I'm implementing a cryptographic primitive and I have a question about the memory model. The function (simplified) looks something like this:

void encrypt(unsigned char *out,
const unsigned char *in,
const unsigned char *pub_key)
{
unsigned char buf[OUTPUT_SIZE];
size_t i, j;

memcpy(out, in, OUTPUT_SIZE);
for (i = OUTPUT_SIZE; i < INPUT_SIZE; i += OUTPUT_SIZE) {
compute(buf, in[i], pub_key);
for (j = 0; j < OUTPUT_SIZE; ++j) {
out[j] ^= buf[j];
}
}
}


To summarize: the input (plaintext) is chopped in blocks of size OUTPUT_SIZE and a computation is done on each block (except the first). Each iteration, the result of a computation on the input block and the public key gets stored in the buffer. The output (ciphertext) is the result of the binary sum (xor) of all processed blocks. The caller of the function has to provide an allocated memory block for the output. This memory may reside on the stack or the heap.

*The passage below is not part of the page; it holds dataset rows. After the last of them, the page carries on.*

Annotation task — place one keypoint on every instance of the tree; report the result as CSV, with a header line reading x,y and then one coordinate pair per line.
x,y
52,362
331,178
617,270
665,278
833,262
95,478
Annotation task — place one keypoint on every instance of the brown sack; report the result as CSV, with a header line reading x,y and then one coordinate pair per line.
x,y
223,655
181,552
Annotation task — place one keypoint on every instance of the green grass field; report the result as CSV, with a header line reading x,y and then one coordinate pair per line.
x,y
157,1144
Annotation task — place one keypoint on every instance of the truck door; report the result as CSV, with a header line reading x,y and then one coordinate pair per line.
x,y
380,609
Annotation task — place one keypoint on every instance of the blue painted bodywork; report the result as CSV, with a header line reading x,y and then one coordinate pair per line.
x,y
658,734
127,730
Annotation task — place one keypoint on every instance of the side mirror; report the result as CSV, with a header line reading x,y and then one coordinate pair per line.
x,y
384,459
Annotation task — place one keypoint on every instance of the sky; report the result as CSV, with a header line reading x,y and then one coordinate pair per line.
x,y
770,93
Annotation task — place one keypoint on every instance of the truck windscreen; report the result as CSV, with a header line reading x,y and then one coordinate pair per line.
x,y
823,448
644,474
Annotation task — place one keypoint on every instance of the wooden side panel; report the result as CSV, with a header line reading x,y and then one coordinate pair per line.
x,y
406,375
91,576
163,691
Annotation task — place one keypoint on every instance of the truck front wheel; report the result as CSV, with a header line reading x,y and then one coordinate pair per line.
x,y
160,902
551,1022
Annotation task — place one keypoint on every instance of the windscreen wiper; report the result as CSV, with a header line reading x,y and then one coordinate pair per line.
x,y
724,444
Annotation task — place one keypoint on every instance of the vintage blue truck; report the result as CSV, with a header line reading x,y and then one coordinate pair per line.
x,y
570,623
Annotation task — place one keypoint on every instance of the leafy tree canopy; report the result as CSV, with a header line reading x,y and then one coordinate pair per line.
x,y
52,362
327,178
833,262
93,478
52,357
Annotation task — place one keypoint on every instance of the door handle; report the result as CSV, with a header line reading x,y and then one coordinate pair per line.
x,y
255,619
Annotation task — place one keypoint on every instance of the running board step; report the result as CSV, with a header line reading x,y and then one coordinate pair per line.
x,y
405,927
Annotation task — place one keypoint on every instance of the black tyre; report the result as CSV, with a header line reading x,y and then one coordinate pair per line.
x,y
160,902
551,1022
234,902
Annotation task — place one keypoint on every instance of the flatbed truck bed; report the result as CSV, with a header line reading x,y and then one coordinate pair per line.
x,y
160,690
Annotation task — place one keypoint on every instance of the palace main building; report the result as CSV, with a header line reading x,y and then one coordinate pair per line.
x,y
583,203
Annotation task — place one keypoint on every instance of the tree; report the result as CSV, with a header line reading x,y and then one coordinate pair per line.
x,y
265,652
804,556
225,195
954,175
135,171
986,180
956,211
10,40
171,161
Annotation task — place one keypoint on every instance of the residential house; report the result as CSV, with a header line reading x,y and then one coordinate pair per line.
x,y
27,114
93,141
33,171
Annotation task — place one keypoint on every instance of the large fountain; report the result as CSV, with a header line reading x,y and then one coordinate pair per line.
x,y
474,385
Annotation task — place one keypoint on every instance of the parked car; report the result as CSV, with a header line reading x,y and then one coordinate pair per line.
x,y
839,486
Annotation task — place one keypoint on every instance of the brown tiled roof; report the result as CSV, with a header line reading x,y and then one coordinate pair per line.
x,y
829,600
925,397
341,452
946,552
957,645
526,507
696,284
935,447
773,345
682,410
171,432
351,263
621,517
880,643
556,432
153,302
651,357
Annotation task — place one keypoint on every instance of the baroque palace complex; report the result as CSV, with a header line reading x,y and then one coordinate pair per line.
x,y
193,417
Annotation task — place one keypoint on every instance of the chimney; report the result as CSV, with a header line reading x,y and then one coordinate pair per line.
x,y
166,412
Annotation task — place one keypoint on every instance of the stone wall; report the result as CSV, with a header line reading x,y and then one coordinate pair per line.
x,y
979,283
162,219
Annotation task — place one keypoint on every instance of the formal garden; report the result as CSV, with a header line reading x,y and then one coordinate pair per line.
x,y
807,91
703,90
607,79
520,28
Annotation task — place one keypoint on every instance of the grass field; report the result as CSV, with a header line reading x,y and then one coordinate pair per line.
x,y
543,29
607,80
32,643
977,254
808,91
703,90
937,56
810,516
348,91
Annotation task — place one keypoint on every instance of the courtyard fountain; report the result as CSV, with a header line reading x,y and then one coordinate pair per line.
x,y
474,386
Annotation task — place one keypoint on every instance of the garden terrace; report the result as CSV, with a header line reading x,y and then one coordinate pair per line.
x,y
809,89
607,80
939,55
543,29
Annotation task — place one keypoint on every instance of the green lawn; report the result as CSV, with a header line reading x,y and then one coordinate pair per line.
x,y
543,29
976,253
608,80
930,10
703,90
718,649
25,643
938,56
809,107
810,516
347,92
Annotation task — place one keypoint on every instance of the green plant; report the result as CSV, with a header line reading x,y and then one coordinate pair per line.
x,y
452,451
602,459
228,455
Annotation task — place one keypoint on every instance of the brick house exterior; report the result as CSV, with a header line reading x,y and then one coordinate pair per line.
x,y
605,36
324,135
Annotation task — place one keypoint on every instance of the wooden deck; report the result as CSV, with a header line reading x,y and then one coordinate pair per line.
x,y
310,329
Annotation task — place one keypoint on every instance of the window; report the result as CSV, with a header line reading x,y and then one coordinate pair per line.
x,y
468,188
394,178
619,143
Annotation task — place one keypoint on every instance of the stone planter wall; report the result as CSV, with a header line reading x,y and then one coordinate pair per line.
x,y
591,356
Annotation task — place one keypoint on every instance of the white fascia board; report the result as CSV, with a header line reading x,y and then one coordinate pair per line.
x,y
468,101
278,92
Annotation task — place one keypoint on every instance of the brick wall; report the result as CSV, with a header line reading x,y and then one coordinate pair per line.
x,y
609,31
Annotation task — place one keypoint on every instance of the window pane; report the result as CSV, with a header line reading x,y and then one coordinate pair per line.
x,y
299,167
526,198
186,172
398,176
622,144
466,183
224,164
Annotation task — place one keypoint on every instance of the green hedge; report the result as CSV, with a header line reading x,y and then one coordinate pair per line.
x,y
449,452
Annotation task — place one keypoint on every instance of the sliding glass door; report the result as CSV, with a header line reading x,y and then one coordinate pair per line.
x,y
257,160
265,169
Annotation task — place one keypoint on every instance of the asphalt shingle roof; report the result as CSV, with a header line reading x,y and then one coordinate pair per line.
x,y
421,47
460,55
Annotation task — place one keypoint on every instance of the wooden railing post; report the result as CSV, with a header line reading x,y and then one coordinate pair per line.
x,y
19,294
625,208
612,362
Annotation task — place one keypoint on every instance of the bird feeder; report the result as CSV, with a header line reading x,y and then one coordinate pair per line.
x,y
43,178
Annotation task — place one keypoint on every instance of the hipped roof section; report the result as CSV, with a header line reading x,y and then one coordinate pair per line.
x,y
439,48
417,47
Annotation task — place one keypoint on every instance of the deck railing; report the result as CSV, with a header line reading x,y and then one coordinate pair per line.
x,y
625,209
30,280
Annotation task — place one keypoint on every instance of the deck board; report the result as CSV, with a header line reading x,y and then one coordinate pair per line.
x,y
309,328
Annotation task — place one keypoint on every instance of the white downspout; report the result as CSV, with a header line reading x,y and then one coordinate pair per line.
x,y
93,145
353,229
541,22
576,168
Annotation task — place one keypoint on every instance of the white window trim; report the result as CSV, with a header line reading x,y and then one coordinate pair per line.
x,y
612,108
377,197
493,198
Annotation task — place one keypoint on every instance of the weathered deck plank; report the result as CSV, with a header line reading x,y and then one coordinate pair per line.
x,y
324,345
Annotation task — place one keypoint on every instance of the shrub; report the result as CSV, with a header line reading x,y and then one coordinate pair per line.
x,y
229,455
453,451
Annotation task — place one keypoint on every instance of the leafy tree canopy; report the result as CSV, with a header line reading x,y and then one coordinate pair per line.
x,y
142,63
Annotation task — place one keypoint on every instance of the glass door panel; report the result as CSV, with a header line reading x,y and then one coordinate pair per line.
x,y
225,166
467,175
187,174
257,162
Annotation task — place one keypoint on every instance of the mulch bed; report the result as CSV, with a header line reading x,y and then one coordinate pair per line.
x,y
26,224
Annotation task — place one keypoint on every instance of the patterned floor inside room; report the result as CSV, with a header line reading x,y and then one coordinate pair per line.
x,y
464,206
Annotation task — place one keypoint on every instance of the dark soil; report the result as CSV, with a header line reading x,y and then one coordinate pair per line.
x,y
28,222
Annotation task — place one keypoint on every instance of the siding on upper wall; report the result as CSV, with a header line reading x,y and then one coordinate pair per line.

My question is: is this construction secure? I am afraid that because the memory is provided by the caller, there are scenario's in which an adversary can inspect intermediate values of this memory through sidechannels and learn about the secret plaintext. On the other hand I'm thinking: if the attacker has access to the out buffer, then why not also to the in buffer?

• You should implement the OS "unpaged" apis to make sure that the memory location will not be placed in the pagefile for any reason (VirtualLock in windows) until you are done with that memory location – Richie Frame Aug 9 '16 at 0:26

You should worry about accidental leaks, due to a buggy caller. It is standard good practice to wipe all memory that has been used for cryptographic computations after use. This way, even if the program later leaks memory, that's one secret that won't leak. For example, in this case, you should wipe the temporary variable on the stack. The basic idea is to call memset(buf, 0, sizeof(buf)) at the end of encrypt, but this actually doesn't work in practice, because the compiler is likely to optimize it away (what sense is there to write to an object that goes out of scope immediately afterwards?). CERT recommendation MSC06-C discusses this problem and some solutions (use memset_s if you have it, but it was only standardized in C11).